Along with this season’s deep snow, Colorado’s ski industry is experiencing big changes.
Adam Aron has resigned as chief executive officer at Vail Resorts after a decade in which he improved Vail’s operations and its public image. Stockholders surely are pleased the company grew four-fold since 1996, and Coloradans understand that Aron’s civic leadership was crucial.
In the 1990s, Vail Resorts endured extensive criticism for its huge Category III expansion (now Blue Sky Basin, which opened in 2001) and for arrogantly refusing to communicate its real intentions to local governments affected by its decisions. The company especially locked horns with mainstream conservation groups – an untenable position since many skiers consider themselves environmentalists.
But with Aron at the wheel, Vail Resorts shifted gears. When it expanded its Breckenridge ski area in 2002, it agreed to work with town officials and the U.S. Forest Service.

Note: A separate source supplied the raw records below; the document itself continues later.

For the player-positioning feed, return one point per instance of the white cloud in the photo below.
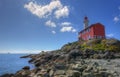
(68, 29)
(110, 35)
(50, 23)
(54, 7)
(43, 10)
(62, 12)
(116, 19)
(65, 24)
(53, 32)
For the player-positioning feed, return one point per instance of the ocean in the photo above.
(11, 63)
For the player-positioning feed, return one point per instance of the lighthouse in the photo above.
(94, 31)
(86, 22)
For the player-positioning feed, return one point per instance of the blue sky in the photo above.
(35, 25)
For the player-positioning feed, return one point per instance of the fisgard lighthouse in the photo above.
(94, 31)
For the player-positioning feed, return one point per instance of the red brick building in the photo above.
(93, 31)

Vail Resorts embraced Front Range skiers by offering ski passes that let customers hit the slopes at Vail, Beaver Creek, Breckenridge and Keystone for 1980s prices. (Anyone who who pays the $81 face value for a Vail lift ticket must be clueless about all the cool deals available today.)
Vail Resorts now supports conservation efforts like Volunteers for Outdoor Colorado and the Colorado Fourteeners Initiative, and helped pay to bring the endangered lynx to southwestern Colorado. The company donates to numerous community groups and participates in a program that helps disabled veterans.
The friendly Aron presented a good public face not just for Vail but for the entire Colorado ski industry.
Meanwhile, in Aspen a clash of cultures is proving that love of snow conquers all. Aspen epitomizes the economic establishment, with real estate prices so high even millionaires can’t afford to live there anymore. Yet in this billionaires’ playground, the X Games – showcase for today’s youthful extreme athletes – ironically have found a comfortable home. The X Games drew 36,000 spectators when they arrived in Aspen in 2002, but in 2005 attracted more than 69,700 and likely will surpass that figure this year. Extreme sports now are big business: TV viewership grew from 270,000 in 2001 to more than 500,000 last year. Now officials have agreed on a contract that will bring this jolt of youth and enthusiasm to Aspen at least through 2020. That’s good news, as the games inject about $15 million into Aspen’s economy.
Still, in the end it’s all about the love of snow and sport.